Implementing Solutions

The third part of Taming

At some point the consideration of options begins to focus down on a very small set of choices. The confidence in appropriateness is high. And the willingness of the organization to proceed has been revisited. It becomes time to implement rather than debate.

If you prefer a less conceptual approach, there is a dramatic script that exemplifies how this phase of problem solving might look in a business setting.


Action Planning

At this point the work if very much like project planning. Task definition. Work assignments. Resource commitment. Schedule estimation. All the disciplines of project management for planning and monitoring the work apply.



Doing

At some planning has to stop, and "doing" has to start. The point may seem trivial, but there is a certain courage to pulling the trigger, and that moment deserves to be acknowledged.

Many organizations stumble at exactly this point. A task force has been commissioned to "make recommendations" and after their presentation to the senior team, they are honored, thanked...but ultimately dismissed. The senior team retires to consider the solution out of context, or at least in some new context.
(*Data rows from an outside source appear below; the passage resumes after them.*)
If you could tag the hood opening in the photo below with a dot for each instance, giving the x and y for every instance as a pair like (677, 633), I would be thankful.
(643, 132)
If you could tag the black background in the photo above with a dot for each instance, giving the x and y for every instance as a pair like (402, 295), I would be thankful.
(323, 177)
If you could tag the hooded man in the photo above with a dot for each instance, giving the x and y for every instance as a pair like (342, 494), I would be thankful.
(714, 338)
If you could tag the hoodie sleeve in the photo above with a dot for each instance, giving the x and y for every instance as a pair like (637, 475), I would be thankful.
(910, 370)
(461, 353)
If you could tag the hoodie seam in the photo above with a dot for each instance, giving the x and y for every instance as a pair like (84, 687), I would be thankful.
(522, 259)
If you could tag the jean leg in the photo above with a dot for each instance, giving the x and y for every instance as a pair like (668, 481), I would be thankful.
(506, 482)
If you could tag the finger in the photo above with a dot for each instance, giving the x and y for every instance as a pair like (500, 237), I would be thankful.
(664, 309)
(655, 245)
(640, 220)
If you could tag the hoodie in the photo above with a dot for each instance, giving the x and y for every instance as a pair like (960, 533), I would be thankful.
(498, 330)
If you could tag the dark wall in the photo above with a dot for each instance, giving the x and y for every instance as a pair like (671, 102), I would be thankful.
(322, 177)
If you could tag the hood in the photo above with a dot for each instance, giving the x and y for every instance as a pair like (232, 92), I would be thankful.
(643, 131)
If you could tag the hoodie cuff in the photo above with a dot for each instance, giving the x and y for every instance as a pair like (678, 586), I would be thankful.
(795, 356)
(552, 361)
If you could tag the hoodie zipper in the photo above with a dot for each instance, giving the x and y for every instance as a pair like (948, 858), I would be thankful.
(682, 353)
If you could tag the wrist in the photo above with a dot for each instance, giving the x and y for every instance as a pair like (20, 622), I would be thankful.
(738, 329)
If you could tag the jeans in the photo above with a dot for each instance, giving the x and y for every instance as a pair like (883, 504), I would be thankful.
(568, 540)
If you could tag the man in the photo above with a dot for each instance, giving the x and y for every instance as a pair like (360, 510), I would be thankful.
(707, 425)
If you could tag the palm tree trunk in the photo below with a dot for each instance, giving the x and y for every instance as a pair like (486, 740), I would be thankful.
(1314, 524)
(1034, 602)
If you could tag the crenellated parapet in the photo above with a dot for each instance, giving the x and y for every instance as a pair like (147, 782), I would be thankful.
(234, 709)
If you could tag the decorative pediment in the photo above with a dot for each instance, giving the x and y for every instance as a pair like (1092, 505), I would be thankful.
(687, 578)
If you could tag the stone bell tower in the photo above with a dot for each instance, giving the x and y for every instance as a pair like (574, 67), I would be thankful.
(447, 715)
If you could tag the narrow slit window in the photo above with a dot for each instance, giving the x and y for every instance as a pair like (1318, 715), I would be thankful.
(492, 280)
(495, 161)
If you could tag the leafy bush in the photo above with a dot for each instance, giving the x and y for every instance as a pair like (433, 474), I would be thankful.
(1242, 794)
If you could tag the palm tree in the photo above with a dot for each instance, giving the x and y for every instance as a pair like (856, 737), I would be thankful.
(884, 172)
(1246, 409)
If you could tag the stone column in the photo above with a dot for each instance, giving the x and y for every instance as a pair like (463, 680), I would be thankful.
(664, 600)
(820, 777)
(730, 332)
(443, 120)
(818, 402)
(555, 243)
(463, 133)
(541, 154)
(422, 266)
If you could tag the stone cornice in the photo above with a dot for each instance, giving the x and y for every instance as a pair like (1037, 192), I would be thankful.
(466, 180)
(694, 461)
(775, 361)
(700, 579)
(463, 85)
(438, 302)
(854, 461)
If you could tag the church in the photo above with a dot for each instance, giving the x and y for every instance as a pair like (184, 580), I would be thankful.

And the project either dies or is modified to such an extent that even the authors cannot recognize their work.

And the next time they are asked to "develop recommendations" they know it was will be an exercise in futility.

One of the benefits under this model is that the criteria for success are surfaced early, back in the Framing stage. The task force is empowered to make the changes (with due respect to the risks of organizational change). The presentation to the senior team is on lessons learned in implementation and successes achieved. The proposal presented is to roll out a proven product that has met the criteria set out for the team to meet and demonstrated its value in pilots, pretests, or trial runs.



Monitoring

Things seldom (never?) come out as we planned. Variance from plan is considered "noise" or "error" in traditional project management. But in implementing solutions, the experience of driving change often reveals new dimensions of the problem. For this reason, monitoring is not just checking process against plan, it is a strategy for extending the earlier phase of exploring the problem. Insights may be so strong that what we thought was implementation turns out to be "experimentation" leading to a new definition of the problem.

Or perhaps the implementation has surfaced an entirely new problem. So the end of one cycle may be the start of another.

This generativity in implementation is problematic for some. For a sizable portion of the population, the strong expectation is for closure, not for revisiting the whole process from the start. This simply means that change is sometimes political as well as practical.



..and the Decision Point

As I have suggested, this phase may turn back on some of the earlier phases. But even when it comes to a graceful close, there are still decisions to consider. Did the process of changing the organization provide new insights into new elements of the situation? Are we confident this solution will survive? Do we have another problem to consider (hopefully more complex and more central)? So the next step may be the first step.